Linkage Disequilibrium (LD) Patterns: Variations in LD—the correlation of genetic variants—affect how well causal variants are tagged by GWAS.

Additionally, social determinants of health (SDOH), such as socioeconomic status, discrimination, and environmental exposures, play critical roles. These non-genetic factors often intersect with genetic ancestry, creating confounding influences that impact PRS utility.

Innovative Methods to Bridge the Gap
To improve PRS transferability, researchers have devised several strategies:
Multi-Ancestry GWAS: Combining data from diverse populations enhances the representation of global genetic diversity.
Admixture-Aware Models: Methods such as local ancestry inference allow for finer resolution in admixed populations.
Cross-Ancestry Genetic Correlations: Leveraging shared genetic architectures across populations aids in refining PRS models.

Emerging tools like PRS-CSx and TL-PRS integrate GWAS summary statistics from multiple populations, demonstrating promise for enhancing prediction accuracy.

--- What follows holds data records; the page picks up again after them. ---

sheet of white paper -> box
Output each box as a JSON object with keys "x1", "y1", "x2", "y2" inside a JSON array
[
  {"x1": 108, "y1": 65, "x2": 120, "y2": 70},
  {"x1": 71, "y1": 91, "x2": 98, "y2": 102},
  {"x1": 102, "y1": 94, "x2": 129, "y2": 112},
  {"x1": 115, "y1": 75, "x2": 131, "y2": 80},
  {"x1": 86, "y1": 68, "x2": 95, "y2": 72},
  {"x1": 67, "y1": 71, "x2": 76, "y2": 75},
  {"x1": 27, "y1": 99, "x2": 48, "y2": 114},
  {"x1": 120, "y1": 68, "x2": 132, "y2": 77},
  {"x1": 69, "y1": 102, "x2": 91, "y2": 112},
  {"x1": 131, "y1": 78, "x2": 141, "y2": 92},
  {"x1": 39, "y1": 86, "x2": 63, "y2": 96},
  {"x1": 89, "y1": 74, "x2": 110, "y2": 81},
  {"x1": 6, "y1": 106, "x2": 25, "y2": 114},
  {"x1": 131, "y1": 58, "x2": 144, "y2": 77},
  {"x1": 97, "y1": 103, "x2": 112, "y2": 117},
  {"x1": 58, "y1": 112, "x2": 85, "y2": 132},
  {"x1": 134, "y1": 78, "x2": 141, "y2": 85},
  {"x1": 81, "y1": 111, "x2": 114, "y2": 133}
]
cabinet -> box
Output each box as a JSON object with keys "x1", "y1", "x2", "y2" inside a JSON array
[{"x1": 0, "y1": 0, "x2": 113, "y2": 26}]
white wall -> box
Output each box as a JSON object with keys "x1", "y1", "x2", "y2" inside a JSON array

Evaluating Clinical Utility
The clinical applicability of PRSs depends on robust evaluation metrics. While measures like the area under the curve (AUC) assess discriminatory power, they do not address calibration across populations. Cross-population calibration and integration with absolute risk models are vital for equitable clinical deployment.

Future Directions
The road ahead requires a multi-pronged approach:
Diverse Data Collection: Expanding GWAS to underrepresented populations is paramount. Initiatives like the All of Us Research Program aim to close this gap.
Ethical Considerations: Transparent data-sharing practices and community engagement are essential to build trust and ensure equitable benefits.
Integration with SDOH: Incorporating social and environmental factors into PRS models will enhance their real-world applicability.

Conclusion
Kachuri et al. highlight the transformative potential of polygenic risk scores in precision medicine while emphasizing the need for inclusivity. By addressing both genetic and non-genetic barriers, we can move closer to a future where PRSs serve as tools for global health equity.

References:
Kachuri, L., et al. (2024). Principles and methods for transferring polygenic risk scores across global populations. Nature Reviews Genetics, 25, 8–25.